The Sydney Morning Herald’s Indepent Public Inquiry on Transport published its final report yesterday.  I had a major role in the preliminary report, which I discussed here, but not in the final.

DSCN2721 The Herald’s coverage today focused on the big controversy about what the next rail project should be, and also on the dangers of spread-out job growth.   But in my view, the Inquiry’s most important work was the discovery, through public surveying and financial analysis, that a comprehensive network of improvements — extending the old commuter rail network and also upgrading it to offer the frequencies of an urban metro — could be funded with a package of sources that a majority were willing to support.  All of these sources are politically radioactive if you just propose them in a vacuum:  Congestion charges!  Higher fuel taxes!  Higher property taxes!  Higher fares!  But if you package them carefully with the transformative improvements that they buy, you could win a referendum.

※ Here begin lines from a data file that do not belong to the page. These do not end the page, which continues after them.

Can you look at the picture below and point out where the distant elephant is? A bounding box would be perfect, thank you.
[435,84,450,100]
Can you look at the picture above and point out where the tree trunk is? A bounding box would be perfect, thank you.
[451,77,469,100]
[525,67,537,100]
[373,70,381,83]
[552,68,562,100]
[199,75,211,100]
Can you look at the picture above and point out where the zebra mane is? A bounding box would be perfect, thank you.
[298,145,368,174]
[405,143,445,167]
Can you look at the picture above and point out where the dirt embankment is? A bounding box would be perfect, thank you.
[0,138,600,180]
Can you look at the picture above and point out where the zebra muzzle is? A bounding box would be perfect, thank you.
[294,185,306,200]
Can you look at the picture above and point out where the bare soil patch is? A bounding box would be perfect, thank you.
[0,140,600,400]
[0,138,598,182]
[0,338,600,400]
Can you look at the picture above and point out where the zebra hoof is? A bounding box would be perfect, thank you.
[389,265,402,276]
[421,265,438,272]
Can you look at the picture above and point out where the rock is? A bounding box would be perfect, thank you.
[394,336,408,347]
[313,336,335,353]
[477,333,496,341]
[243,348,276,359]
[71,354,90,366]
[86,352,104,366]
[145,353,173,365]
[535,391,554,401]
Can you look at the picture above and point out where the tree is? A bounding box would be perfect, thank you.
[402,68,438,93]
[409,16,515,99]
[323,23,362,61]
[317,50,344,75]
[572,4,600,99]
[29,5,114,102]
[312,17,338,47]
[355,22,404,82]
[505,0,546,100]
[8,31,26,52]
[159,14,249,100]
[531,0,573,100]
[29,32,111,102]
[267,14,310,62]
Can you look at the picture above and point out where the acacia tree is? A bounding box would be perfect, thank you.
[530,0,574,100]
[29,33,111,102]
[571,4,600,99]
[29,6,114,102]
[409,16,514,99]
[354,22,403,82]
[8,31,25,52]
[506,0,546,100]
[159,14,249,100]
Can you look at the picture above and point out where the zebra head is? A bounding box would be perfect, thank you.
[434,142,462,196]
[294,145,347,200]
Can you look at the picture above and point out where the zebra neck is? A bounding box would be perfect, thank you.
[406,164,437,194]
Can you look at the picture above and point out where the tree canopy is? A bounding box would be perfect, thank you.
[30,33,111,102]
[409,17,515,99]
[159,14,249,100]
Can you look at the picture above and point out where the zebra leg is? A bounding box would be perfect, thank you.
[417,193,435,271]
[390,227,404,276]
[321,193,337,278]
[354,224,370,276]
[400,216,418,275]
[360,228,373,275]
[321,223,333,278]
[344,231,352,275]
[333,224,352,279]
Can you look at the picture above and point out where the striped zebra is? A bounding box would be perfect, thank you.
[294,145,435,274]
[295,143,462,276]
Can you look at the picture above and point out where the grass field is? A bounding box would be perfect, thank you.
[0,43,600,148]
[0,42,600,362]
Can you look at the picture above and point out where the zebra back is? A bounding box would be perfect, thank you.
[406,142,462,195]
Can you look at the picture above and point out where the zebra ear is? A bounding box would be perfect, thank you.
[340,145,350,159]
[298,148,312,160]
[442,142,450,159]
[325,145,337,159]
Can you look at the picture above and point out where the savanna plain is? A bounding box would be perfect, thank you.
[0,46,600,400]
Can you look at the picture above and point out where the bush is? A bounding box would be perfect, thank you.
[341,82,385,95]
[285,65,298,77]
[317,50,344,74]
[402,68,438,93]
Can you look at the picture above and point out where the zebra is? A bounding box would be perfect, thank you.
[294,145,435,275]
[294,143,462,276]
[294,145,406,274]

Aussies, however, aren’t in the habit of just throwing things on the ballot and voting on them, and watching the death-by-voter-initiative that’s crushing many US state governments at the moment, I appreciate this reluctance.  Unfortunately, Aussies are also not in the habit of creating semi-autonomous transit agencies that can drive a transit improvement program.  Funds for transit construction are mostly just items in giant state budgets, so it’s nearly impossible to tie a tax increase to a project — or even to transit in general — in the way that Americans are used to doing.

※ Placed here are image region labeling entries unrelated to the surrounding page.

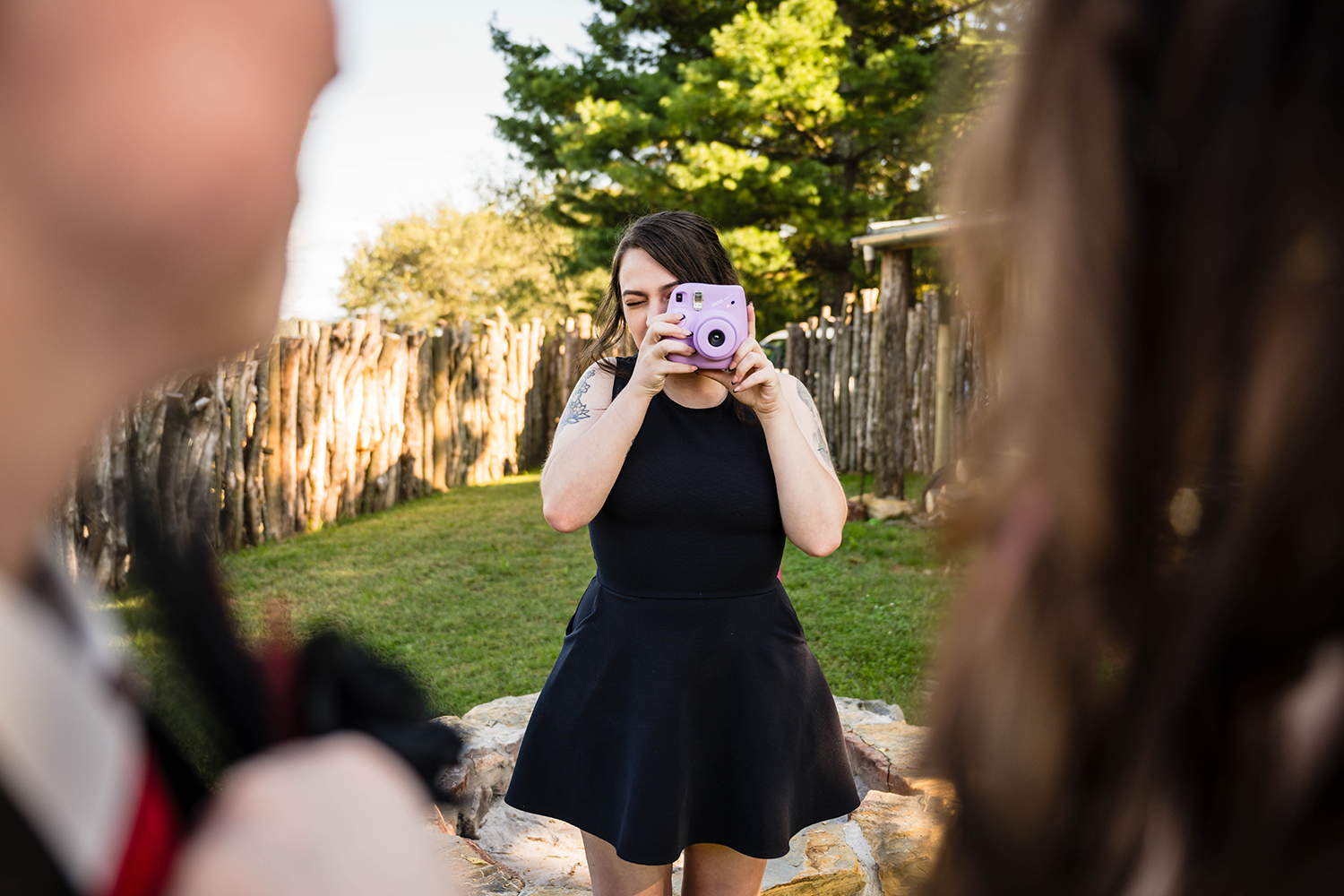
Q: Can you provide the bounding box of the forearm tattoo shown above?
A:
[561,371,593,426]
[796,380,836,470]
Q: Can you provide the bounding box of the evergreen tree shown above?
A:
[492,0,1011,325]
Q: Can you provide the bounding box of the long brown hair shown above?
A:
[932,0,1344,896]
[583,211,741,371]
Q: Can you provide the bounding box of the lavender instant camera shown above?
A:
[668,283,747,371]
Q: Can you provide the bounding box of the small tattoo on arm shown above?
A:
[561,371,593,426]
[797,382,836,470]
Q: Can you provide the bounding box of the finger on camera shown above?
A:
[733,337,765,366]
[734,369,774,392]
[699,368,733,392]
[658,340,695,358]
[733,355,765,380]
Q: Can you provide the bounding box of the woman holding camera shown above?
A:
[507,212,859,896]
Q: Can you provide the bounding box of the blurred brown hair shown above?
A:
[932,0,1344,896]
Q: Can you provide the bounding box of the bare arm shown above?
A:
[542,364,650,532]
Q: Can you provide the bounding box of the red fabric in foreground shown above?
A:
[108,754,179,896]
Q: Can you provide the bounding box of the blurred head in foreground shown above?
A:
[933,0,1344,896]
[0,0,335,573]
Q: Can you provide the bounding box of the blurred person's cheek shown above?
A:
[0,0,335,360]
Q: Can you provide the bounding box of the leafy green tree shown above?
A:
[492,0,1008,325]
[341,195,604,323]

Fortunately, the Herald also picked up one of the most important quotations from the Inquiry’s fearless leader, Ron Christie:

”Sydney is held back by archaic habits that have grown from a widespread attitude of ‘avoid complaints at all costs’. Many of the steps that urgently need to be taken will arouse some opposition from people who are used to things the way they are. In common political parlance, there will be ‘winners and losers’.”

That really is the bottom line, especially in debates about transit, in just about every city I’ve worked in.  Cities that move forward have leaders who are comfortable with complaints.  In fact, they have leaders who are ready to risk the outrage of 45% the people, for doing something that just has to be done for the city’s future.  Sometimes,  as with Ken Livingstone in London, the balance tips and they’re thrown out of office.  But Ken Livingstone really did something.  He made the big hard choices — the congestion charge above all — that have put London where it is.  He can bear political defeat as proudly as Churchill did, his legacy secure.

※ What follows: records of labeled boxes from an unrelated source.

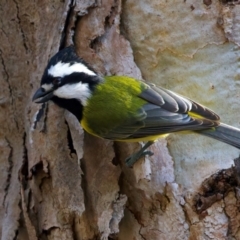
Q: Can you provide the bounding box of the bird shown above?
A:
[32,45,240,166]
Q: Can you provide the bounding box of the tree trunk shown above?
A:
[0,0,240,240]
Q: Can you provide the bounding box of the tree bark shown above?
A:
[0,0,240,240]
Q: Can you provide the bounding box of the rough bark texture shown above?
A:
[0,0,240,240]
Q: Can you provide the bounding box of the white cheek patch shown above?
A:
[41,83,53,92]
[54,82,92,106]
[48,62,96,77]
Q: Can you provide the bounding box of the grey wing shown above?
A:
[101,85,219,140]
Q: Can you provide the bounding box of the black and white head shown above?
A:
[33,46,102,120]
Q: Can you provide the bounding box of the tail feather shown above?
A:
[199,123,240,149]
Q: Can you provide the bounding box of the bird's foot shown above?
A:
[125,151,153,167]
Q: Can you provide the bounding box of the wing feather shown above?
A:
[100,81,219,140]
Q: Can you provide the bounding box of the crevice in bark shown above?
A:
[0,49,19,129]
[13,0,28,53]
[59,0,76,50]
[138,226,147,240]
[20,132,28,190]
[33,103,48,133]
[3,138,13,205]
[194,167,238,214]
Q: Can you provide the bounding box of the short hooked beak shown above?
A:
[32,88,54,103]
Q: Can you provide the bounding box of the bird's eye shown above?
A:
[52,77,62,87]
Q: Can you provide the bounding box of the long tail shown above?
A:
[199,123,240,149]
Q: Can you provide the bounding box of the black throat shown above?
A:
[51,97,83,122]
[51,73,103,122]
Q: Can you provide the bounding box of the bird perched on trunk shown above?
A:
[33,46,240,166]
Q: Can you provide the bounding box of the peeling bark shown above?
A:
[0,0,240,240]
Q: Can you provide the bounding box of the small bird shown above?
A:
[32,46,240,166]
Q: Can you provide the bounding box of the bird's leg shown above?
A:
[125,141,154,167]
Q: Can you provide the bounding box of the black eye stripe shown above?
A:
[52,77,62,86]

Sooner or later you’re out of office anyway.  So why not do something?

2 Responses to Sydney: The Transport Inquiry’s Final Report

  1. Ted King June 1, 2010 at 3:17 pm #

    Re : Ken Livingston + congestion charges
    I believe the following is both on point and an example of a very old theme :
    “Do what you feel in your heart to be right – for you’ll be criticized anyway. You’ll be damned if you do, and damned if you don’t.” – Eleanor Roosevelt

  2. EngineerScotty June 1, 2010 at 6:22 pm #

    Your comments on Ken Livingstone (known to his detractors as “Red Ken” for his unashamedly leftist politics, FWIW), illustrates an important point about politics more generally:
    It’s better to implement your policies and lose (the next election), then fail to do so out of fear of losing. Here in the US, the Democrats in Congress are finally starting to figure this out–for most of Obama’s first term, more than a few of them were utterly TERRIFIED to vote for the party’s agenda–particularly on healthcare–out of fear of a voter backlash. But if you’re not going to vote for the changes you campaigned on, just because you now think they’re unpopular–then why the heck were you elected in the first place? During the healthcare debate, it was amazing the number of Democratic congresspersons who were reported as wanting healthcare to pass, but unwilling to vote for it. Any politician that is afraid to vote for what s/he thinks is right is unworthy of office.
    This is especially true in a high-inertia political system like the US. In the UK, the party who controls the reins of government can do whatever the heck they want to, including reversing any laws passed by the opposition that they consider undesirable; but in the US passing a bill to reverse the current law is very difficult.
    Fortunately for the Democrats, they are starting to figure this out–and are scoring some important political victories late in the current Congress.